[Mavi - Gözlerindeki Ay]
Keyifli okumalar...
Gözlerimi araladığımda saat 3'e geliyordu. Yanımda yatan Okan'a bir göz atıp sessizce yataktan kalktım. Sessiz olmaya çalışarak kapıya doğru yürümeye başladım. Kapının kilitli olmaması için dualar ederken elimi kapının koluna uzatıp aşağı doğru indirdim.
Kapı açıktı. Sessiz adımlarla merdiveni inip camdan dışarıya baktım. Evin ön kapısında adamlar vardı. Dış kapının yanındaki çantamı alıp arka kapıya doğru ilerledim. Sadece birkaç kişi vardı, umarım görünmeden çıkabilirim. Kapı kolunu sessizce indirip, yavaşca kapıyı açtım. Hızla kapının ordaki ağacın arkasına saklandım. İleride birisi vardı, elindeki telefona bakıyordu. Sessiz ve hızlı adımlarla bahçe kapısından çıktım.
Ve olabildiğince hızlı koşmaya başladım. Nereye gittiğimi, napcağımı hiç bilmiyordum.
Sadece elimde çantam vardı, içinde ne olduğunu bile hatırlamadığım çantam.
Hızlıca bi duvarın arkasına girip soluklandım. Hemen elimdeki çantayı açıp içindekilere baktım. Bir miktar para, rimel, kimlik ve telefon!
Mutlulukla derin nefes alıp telefonu açmaya çalıştım. Ama açılmadı.
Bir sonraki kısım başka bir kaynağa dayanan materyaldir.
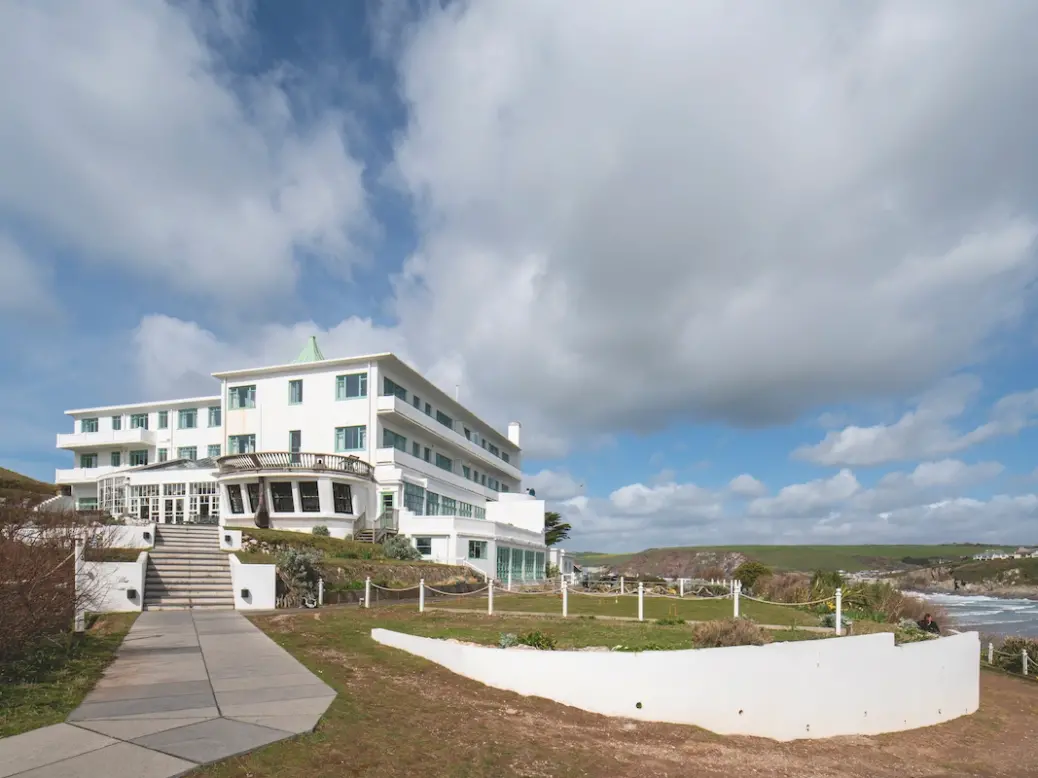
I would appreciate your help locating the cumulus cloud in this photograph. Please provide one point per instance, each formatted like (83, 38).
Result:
(126, 138)
(925, 432)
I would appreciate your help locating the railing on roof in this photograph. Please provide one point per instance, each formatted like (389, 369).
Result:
(262, 461)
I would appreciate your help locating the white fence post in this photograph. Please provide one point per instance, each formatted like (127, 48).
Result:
(80, 614)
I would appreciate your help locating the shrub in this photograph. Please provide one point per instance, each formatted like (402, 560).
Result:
(400, 547)
(537, 640)
(749, 572)
(728, 633)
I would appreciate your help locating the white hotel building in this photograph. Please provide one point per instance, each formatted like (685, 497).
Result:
(364, 446)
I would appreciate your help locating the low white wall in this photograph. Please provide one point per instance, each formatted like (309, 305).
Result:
(108, 584)
(863, 685)
(230, 539)
(261, 580)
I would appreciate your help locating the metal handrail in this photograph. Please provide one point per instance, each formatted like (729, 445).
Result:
(261, 461)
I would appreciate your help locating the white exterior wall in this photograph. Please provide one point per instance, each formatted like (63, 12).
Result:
(784, 691)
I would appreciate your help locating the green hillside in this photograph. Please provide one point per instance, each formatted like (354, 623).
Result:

Of sikiyim açılsa şaşarım zaten.
Sırtımdaki sızıyla elimi sırtıma götürdüm. Elime baktığımda kan bulaşmıştı.
Siktir ya.
Oflayıp ilerdeki parka doğru ilerleyip bir banka oturdum. Dizlerimi kendime çekip kafamı dizime yasladım.
Ben napıcaktım?
Nereye gidecektim?
Ne bir akrabam ne de bir arkadaşım vardı.
Yalnızdım, yapayalnız.
Ufacık mutluluk bile çok görülüyordu bana.
Neden yaşıyordum ki?
Neden?
Yaşamak için bir sebebim mi vardı?
Hayır, yoktu.
O zaman ne diye nefes alıyordum?
Çünkü ben güçlüyüm! Pes edemem!
Bu düşüncelerden kurtulmak icin gözlerimi karanlığa teslim ettim.
ŞİMDİ OKUDUĞUN
ACI +18
Mystery / Thriller"Siz Arya Akın hiç bir baskı altında kalmadan kendi hür iradenizle Okan Şen'i eşiniz olarak kabul ediyor musunuz?" Diye soran nikah memuru ile Okan'a bakıp gülümsedim. Ardından "Evet!" diye bağırdım. Okan da gülümserken nikah memuru yine konuşmaya...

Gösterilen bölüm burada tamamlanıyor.